The full-scale cutting of the signing cap isn’t the only concept on the table, officials say. Maybe the 25-plus-7 (32) plan will be extended. Or maybe a “one-for-one” plan is instituted, allowing coaches to replace each transferring player with no limit.
If the 25 + 7 rule from 2021 carries over into 2022 like Dellenger suggests, Auburn could theoretically add as many as nine more players from the transfer portal. That would work out quite well, considering the unofficial (emphasis on unofficial) tracker has the Tigers down for 76 scholarship players right now. Nine more would give Auburn the traditional 85-man limit.
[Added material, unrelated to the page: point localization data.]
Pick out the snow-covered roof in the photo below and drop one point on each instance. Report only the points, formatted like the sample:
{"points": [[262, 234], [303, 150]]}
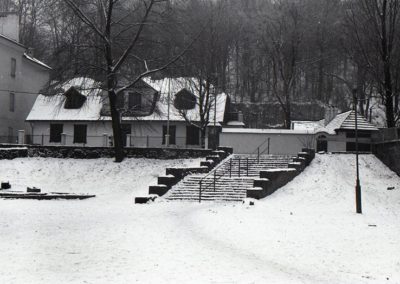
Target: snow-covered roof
{"points": [[265, 131], [52, 107], [34, 60], [306, 125], [346, 121], [174, 85]]}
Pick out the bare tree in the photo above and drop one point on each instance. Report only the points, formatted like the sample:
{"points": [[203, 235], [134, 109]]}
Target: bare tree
{"points": [[117, 36], [373, 27], [283, 43]]}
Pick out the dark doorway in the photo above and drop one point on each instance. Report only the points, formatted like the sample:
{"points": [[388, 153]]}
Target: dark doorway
{"points": [[322, 144], [126, 130]]}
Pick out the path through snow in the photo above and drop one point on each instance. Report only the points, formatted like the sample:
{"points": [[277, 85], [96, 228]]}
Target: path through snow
{"points": [[307, 232]]}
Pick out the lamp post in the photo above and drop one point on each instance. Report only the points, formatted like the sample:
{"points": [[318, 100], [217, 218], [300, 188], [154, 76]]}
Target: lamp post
{"points": [[358, 186]]}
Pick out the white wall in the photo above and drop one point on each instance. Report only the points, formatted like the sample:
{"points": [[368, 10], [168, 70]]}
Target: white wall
{"points": [[143, 133], [29, 79], [280, 143]]}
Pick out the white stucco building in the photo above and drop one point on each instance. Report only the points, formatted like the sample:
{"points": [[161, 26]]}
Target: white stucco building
{"points": [[55, 120], [21, 79]]}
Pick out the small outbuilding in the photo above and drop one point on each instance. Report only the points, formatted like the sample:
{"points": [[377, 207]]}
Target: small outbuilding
{"points": [[338, 134]]}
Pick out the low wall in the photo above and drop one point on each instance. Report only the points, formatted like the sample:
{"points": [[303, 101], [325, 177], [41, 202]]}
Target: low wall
{"points": [[12, 153], [389, 154], [284, 142], [100, 152]]}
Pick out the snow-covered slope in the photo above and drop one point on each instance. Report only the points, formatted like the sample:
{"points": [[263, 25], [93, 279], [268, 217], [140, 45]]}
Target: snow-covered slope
{"points": [[306, 232]]}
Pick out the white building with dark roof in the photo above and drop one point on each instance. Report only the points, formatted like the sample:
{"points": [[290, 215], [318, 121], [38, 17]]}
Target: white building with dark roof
{"points": [[79, 114], [338, 134], [21, 79]]}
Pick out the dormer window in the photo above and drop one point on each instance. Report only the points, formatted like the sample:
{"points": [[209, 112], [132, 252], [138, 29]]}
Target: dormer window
{"points": [[13, 70], [135, 101], [74, 99], [184, 100], [120, 101]]}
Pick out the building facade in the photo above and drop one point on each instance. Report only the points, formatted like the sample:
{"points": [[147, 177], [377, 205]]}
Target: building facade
{"points": [[80, 116], [21, 79]]}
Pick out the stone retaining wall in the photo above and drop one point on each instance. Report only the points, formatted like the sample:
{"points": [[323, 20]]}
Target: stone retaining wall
{"points": [[389, 154], [99, 152], [12, 153], [273, 179]]}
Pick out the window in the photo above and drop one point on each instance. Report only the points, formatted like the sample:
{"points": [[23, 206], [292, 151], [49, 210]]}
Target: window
{"points": [[362, 147], [192, 135], [135, 101], [172, 134], [10, 135], [126, 130], [80, 133], [13, 67], [360, 134], [12, 102], [120, 101], [74, 99], [55, 132]]}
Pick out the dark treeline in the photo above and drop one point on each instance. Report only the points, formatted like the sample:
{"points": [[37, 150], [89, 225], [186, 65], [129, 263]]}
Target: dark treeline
{"points": [[256, 50]]}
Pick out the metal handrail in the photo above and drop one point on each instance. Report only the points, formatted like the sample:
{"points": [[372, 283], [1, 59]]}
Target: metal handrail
{"points": [[224, 173], [214, 172], [259, 147]]}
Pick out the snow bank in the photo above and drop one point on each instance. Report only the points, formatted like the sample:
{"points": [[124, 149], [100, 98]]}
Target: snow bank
{"points": [[306, 232]]}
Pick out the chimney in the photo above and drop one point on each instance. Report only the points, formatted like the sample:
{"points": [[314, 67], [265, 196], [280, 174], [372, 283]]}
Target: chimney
{"points": [[9, 25], [330, 113]]}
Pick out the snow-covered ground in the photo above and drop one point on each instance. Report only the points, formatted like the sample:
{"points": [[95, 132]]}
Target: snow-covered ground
{"points": [[306, 232]]}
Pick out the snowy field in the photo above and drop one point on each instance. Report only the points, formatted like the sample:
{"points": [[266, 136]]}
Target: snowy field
{"points": [[306, 232]]}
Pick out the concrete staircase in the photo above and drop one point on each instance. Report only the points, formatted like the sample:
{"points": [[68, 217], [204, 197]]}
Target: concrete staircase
{"points": [[226, 189], [232, 181], [250, 166]]}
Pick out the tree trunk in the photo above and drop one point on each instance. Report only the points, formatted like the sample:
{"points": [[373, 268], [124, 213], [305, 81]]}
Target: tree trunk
{"points": [[116, 125]]}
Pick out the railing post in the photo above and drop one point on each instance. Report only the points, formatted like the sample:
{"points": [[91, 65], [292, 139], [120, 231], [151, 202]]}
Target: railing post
{"points": [[230, 168], [247, 166], [239, 168], [200, 192], [215, 174]]}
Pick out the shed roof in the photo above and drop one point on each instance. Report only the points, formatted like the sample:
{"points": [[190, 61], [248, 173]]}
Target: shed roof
{"points": [[346, 121]]}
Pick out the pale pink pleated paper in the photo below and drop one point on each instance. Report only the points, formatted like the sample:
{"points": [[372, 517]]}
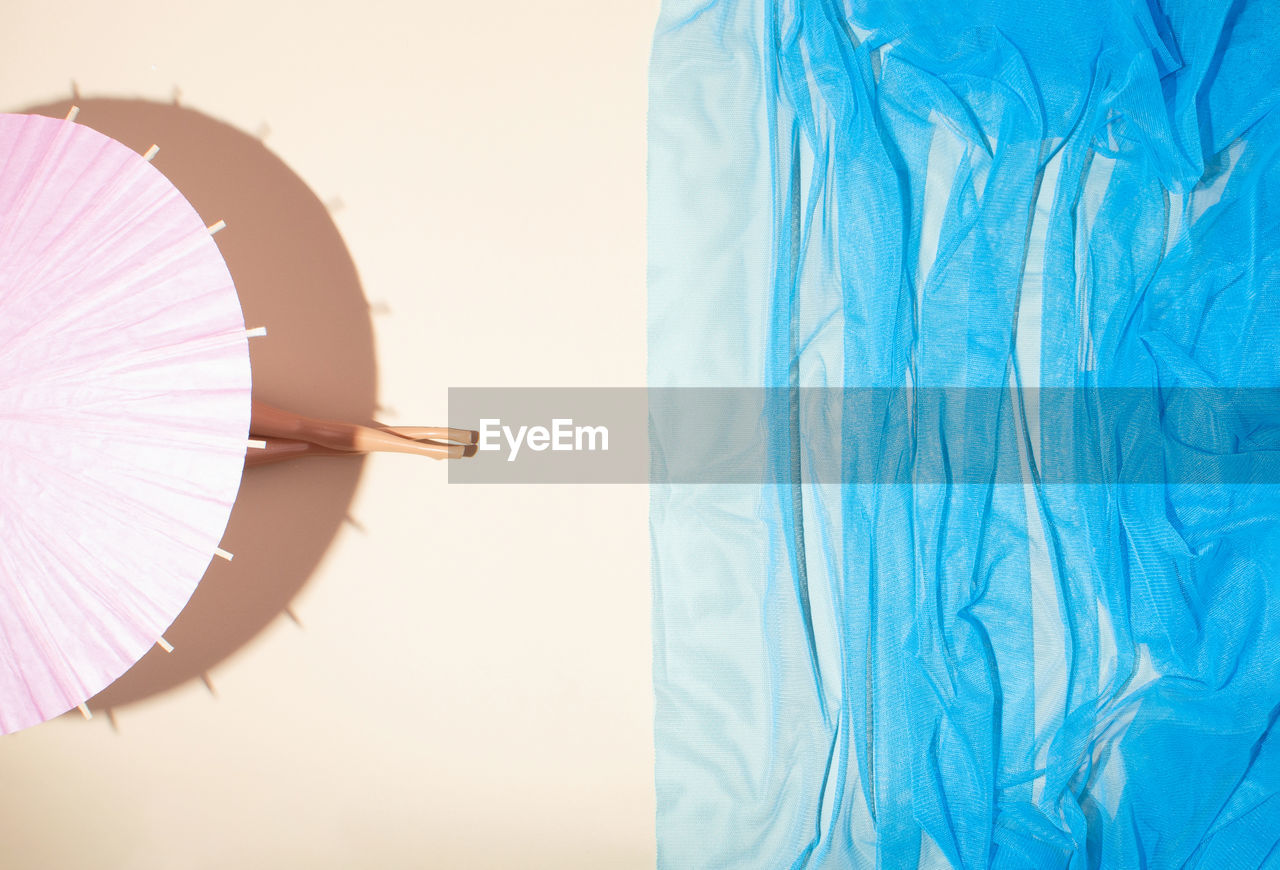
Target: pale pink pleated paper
{"points": [[124, 406]]}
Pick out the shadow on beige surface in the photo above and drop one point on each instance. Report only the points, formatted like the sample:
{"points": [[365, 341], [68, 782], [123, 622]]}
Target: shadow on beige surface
{"points": [[296, 278]]}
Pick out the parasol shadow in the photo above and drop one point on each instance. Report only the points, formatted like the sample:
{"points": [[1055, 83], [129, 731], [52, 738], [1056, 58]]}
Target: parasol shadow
{"points": [[296, 278]]}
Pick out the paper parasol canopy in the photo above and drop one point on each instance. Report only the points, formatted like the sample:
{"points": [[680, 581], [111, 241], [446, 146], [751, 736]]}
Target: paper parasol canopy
{"points": [[124, 408]]}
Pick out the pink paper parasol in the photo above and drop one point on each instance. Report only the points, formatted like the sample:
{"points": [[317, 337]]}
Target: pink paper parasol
{"points": [[124, 408]]}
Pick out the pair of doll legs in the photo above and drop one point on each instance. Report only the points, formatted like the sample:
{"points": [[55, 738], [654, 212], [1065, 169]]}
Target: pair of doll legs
{"points": [[289, 436]]}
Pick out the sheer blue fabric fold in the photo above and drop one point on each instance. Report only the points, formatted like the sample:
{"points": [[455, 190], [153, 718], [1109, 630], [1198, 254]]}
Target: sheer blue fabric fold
{"points": [[986, 196]]}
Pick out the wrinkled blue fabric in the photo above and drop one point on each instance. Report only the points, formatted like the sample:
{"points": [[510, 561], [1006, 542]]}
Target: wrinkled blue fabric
{"points": [[984, 195]]}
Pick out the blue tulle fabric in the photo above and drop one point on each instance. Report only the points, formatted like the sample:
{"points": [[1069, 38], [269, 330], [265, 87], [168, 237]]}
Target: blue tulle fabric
{"points": [[984, 195]]}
But fans shouldn’t expect to see Auburn hit that many more transfers between now and the fall. The needs aren’t quite that drastic for most positions, and teams rarely get to that 85-man number in the portal era.
Reinforcements will still be a major priority, though, for Bryan Harsin and his staff in the coming weeks.
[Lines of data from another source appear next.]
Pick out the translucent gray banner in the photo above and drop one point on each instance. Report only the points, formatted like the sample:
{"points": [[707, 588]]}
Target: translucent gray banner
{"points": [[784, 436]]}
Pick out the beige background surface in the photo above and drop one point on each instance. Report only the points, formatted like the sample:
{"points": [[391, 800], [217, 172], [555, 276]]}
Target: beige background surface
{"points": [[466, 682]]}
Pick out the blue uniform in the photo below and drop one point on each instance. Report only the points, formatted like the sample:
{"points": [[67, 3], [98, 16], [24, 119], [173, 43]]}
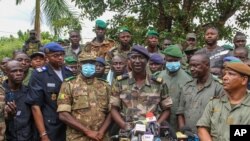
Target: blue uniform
{"points": [[19, 127], [45, 86]]}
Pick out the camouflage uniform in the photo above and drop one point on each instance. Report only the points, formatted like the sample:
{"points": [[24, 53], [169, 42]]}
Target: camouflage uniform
{"points": [[151, 97], [86, 101], [219, 115], [2, 121], [70, 52], [175, 82], [194, 100]]}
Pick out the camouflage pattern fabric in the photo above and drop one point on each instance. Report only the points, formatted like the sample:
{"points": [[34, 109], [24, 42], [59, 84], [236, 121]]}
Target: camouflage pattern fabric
{"points": [[87, 101]]}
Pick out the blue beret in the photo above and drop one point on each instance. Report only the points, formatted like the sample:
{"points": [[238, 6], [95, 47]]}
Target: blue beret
{"points": [[53, 47], [101, 60], [140, 49], [157, 58]]}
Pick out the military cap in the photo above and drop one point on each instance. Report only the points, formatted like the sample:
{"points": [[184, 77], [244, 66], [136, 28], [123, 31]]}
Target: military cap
{"points": [[140, 49], [101, 60], [123, 29], [239, 67], [231, 59], [53, 47], [172, 50], [157, 58], [70, 60], [191, 35], [100, 24], [37, 54], [152, 32], [86, 57]]}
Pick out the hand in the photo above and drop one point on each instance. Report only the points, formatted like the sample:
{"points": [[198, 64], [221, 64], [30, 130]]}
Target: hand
{"points": [[10, 108], [92, 134], [45, 138]]}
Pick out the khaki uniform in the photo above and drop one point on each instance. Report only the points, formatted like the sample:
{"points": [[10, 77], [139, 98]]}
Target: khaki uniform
{"points": [[219, 115], [70, 52], [100, 49], [86, 101], [135, 101], [2, 120], [175, 82], [194, 100]]}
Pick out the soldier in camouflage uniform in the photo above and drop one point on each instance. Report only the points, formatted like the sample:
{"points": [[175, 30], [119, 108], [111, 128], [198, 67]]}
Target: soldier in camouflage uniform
{"points": [[196, 93], [232, 108], [75, 48], [135, 94], [123, 46], [2, 69], [100, 45], [32, 44], [2, 122], [175, 77], [83, 104]]}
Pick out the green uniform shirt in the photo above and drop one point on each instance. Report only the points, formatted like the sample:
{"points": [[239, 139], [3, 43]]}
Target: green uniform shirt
{"points": [[175, 82], [194, 100], [218, 116], [133, 101]]}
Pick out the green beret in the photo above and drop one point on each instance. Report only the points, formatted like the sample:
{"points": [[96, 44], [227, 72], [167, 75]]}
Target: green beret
{"points": [[100, 24], [152, 32], [70, 60], [123, 29], [239, 67], [172, 50]]}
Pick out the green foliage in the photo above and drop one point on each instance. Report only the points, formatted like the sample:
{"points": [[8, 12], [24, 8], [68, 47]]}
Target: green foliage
{"points": [[172, 18]]}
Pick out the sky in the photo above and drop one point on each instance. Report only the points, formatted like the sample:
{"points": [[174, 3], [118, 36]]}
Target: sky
{"points": [[14, 18]]}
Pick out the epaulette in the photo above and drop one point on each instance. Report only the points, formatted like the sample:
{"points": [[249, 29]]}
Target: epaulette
{"points": [[103, 80], [41, 69], [69, 78], [156, 79], [122, 77]]}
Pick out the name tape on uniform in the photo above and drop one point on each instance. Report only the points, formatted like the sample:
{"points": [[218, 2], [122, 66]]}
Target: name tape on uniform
{"points": [[239, 132]]}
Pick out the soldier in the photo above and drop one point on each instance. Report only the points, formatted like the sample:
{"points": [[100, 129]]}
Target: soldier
{"points": [[100, 68], [45, 85], [37, 60], [123, 44], [232, 108], [83, 103], [100, 45], [18, 114], [3, 69], [215, 52], [71, 63], [75, 48], [175, 78], [32, 44], [152, 41], [156, 63], [241, 53], [135, 94], [196, 93], [24, 59]]}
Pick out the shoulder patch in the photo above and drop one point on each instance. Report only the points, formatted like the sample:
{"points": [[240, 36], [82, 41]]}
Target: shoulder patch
{"points": [[41, 69], [69, 78], [157, 79], [122, 77]]}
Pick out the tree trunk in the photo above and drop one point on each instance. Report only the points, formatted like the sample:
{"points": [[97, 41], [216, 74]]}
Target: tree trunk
{"points": [[37, 19]]}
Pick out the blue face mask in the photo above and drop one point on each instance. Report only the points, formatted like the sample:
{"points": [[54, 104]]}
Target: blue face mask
{"points": [[173, 66], [88, 70]]}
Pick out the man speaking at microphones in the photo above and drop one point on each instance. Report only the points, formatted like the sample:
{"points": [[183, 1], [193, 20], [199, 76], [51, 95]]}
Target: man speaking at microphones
{"points": [[224, 113]]}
"In our back end, D-line, wide receiver position, those are still areas that we're looking right now at all the guys that are in the portal," Harsin said last week, per Bennett Durando of the Montgomery Advertiser. "You just look at numbers, purely. Those are areas that we can bring in some depth. … We have needs on the D-line and we have needs at other positions. We know that. But I want to be clear: There are needs, but we still want to bring in the right people.
“I think as far as we've come since January in the leadership piece, the chemistry, the cohesiveness, all that — you want to bring in the right people. And that might be the right people at another position."
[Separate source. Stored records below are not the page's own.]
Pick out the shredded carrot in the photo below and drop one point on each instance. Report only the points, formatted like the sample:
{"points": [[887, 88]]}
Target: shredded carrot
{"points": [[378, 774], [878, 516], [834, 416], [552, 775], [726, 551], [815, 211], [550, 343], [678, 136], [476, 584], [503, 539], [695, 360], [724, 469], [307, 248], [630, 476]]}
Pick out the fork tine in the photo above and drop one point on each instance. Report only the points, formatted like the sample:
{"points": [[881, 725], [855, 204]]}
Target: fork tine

On top of the transfer portal recruiting process, the summer is prime time for high school recruiting, and Auburn’s staff is trying to take advantage of a historic in-state class as well as the always-loaded markets in nearby areas. The Tigers’ need for improved recruiting has been underscored by the insanely deep classes signed by regular opponents Georgia, Alabama and Texas A&M — and Auburn has work to do to get back to its usual spot as a recruiting heavyweight nationally.
With all that in mind, today’s newsletter is a position-by-position breakdown of the numbers game for the Tigers, including potential targets in the transfer portal and the top targets to watch in the 2023 class, according to the fine work of the experts at 247, On3 and Rivals. (As always, support those outlets for the most in-depth recruiting coverage — they’re what we rely on here at The Observer.)
Consider these snapshots of where the Tigers stand right now and where they could be headed for this fall and the seasons to come.
Juniors: T.J. Finley
Sophomores: Zach Calzada
Freshmen: Robby Ashford (redshirt) and Holden Geriner (true)
After bringing in two contenders for the starting job in the portal already, Auburn is virtually guaranteed to go into the fall with this foursome at quarterback. What’s interesting is that Finley is the only one listed as an upperclassman — Calzada, Ashford and Geriner all could have at least three years of football left. The Tigers will let these four battle it out in fall camp and, hopefully, find a winner in 2022 who can take the reins for multiple seasons.
In the 2023 class, Auburn already had a top target in Christopher Vizzina decide to commit to Clemson, but it seems like the one to watch moving forward is Memphis product Brock Glenn, who picked up an offer at A-Day. According to Keith Niebuhr of 247Sports, Glenn’s first name is literally Auburn.